Connie Hultquist — Sun, 01/27/2002

Dear Mothers,

That writing yesterday, Dear Rubie, just did me in to write it. See, I just write as the Lord gives me the words. And that writing came from deep in my soul. It was a teaching to me from the Lord.

Yesterday afternoon I wanted to write after the family had left the house, but I was afraid the anointing wouldn't come back on me to write. I started to worry over the work I had to do. The front porch was a mess -- I was worried about that. But the anointing came back upon me and the Holy Spirit took me back to the forest that I had been writing about. I felt caught up in His Spirit. All of a sudden, all I could do was write again. Sometimes the anointing comes so strong that my body wears out as I write. And yet the words won't stop coming. I feel totally exhausted and yet more words flow in my heart.

This morning, I vowed I would stay in bed and not write. And the Lord got me up.
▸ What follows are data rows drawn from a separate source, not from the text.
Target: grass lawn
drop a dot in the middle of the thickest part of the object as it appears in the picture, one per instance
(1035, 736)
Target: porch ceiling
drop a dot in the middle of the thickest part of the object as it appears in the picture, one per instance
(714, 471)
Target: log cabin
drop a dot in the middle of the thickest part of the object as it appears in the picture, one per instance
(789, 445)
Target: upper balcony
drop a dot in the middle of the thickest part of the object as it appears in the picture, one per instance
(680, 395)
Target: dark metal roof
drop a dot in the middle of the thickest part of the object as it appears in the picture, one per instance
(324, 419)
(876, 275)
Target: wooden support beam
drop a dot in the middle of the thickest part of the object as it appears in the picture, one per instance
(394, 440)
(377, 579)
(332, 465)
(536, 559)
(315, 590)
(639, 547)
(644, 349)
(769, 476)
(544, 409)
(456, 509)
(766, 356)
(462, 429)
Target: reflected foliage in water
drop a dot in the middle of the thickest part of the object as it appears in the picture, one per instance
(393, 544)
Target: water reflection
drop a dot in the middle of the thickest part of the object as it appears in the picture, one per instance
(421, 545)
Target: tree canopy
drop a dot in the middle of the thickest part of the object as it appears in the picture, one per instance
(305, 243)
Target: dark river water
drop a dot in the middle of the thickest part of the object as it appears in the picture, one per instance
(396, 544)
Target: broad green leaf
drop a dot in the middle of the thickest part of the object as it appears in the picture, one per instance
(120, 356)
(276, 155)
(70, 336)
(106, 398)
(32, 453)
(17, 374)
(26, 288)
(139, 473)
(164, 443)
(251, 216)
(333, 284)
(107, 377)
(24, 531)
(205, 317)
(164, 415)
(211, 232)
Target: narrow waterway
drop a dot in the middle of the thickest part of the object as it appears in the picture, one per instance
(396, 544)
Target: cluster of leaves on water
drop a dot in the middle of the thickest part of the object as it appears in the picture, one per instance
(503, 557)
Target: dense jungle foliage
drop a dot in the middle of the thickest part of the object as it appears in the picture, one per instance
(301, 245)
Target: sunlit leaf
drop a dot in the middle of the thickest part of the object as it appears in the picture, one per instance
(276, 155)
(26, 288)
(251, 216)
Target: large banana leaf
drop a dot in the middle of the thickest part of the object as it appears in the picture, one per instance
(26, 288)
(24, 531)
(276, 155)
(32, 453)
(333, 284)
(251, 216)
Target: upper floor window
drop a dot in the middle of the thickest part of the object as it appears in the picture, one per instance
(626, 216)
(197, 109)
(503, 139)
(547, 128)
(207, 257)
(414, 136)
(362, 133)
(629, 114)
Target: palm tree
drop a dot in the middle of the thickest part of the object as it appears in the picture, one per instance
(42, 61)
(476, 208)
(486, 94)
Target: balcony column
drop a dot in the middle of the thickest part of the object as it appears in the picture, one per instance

Then I thought of some funny things to write about our Danny, age 19. But as I come to the email machine, I know it is to write Part 5. Again the anointing comes and instantly my eyes fill with tears.

I am again back at Wisdom's cabin sitting beside Rubie's fire. Again I am holding the baby and he is sleeping. Wisdom speaks. "Oh, daughters of Zion, Marys and Sarahs, Satan is after your wombs. It is just like when Mary had to protect baby Jesus. You, too, are called to have children for God. You are not the women of the world. Your children are not as other children. They are called and anointed to do a work for God. Your husbands are marked for His service.

"The devil has lied to you and told you that you were as the Egyptian women, the worldly women. That what you do doesn't count. And you have left your little Samuels and little Jesuses in the hands of the world. The devil has used your own authority against you.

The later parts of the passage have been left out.